Whilst probably getting ahead of ourselves and certainly of Chatterje’s research, we could ponder a reality in which whole organisms could be made transparent. In a futuristic hospital, a doctor may be able to inject us with a substance that temporarily invades our skin cells, turning them translucent, allowing early stage tumors or other insidious diseases to be detected. This would be invaluable for doctors who often have to rely on patients’ self-reported symptoms or various physiological tests to figure out what might be wrong.

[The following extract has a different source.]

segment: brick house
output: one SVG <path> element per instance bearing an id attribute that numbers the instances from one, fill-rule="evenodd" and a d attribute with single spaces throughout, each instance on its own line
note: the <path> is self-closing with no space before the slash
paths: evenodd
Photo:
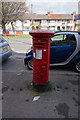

But as far as humans turning invisible or transparent becoming a reality, the scientific consensus is not in our favour. Research conducted into ‘invisibility cloaks’, by Andrea Alù at the University of New York found that it would be impossible to conceal something as big as a human. In fact, they found that the upper size limit would be 500 nanometers, so impossibly tiny. Of course, Chatterje’s research shows that transparency can be achieved on a cellular level but this would need to be engineered in numerous different cell types and would need to be easily reversible. A cloak made of some sort of high-tech, light-bending material could be more practical, but as Alù’s research suggests, not physically possible.
So whilst the natural world continues to taunt us, with beating organs visible through the belly of a glass frog, or the golden tortoise beetle flushing from metallic gold to red as it copulates with a mate, dreams of invisibility remain as just that: the stuff of imagination and clever CGI tricks on the big-screen. But we should take some small comfort in the idea that scientists are out there making small steps to use these light manipulating properties to advance our understanding of the machinery of cells and tissues, at the very least to better understand those fascinating heads-with-feet, under the sea.
Written by Ellie Bennet and edited by Ailie McWhinnie.
Ellie’s thoughts… This article probably puts a bit of a dampener on those who dream to one day turn themselves invisible and probably get up to some mischief if nothing else. I felt this way too, at first. But actually the more realistic small-scale applications for turning something invisible could be really beneficial for the human race in terms of scientific research and medicine. Turning a whole human transparent could be useful too – for reasons mentioned in the article, but I can only really think of the more sinister applications; warfare, espionage and even hunting for sport.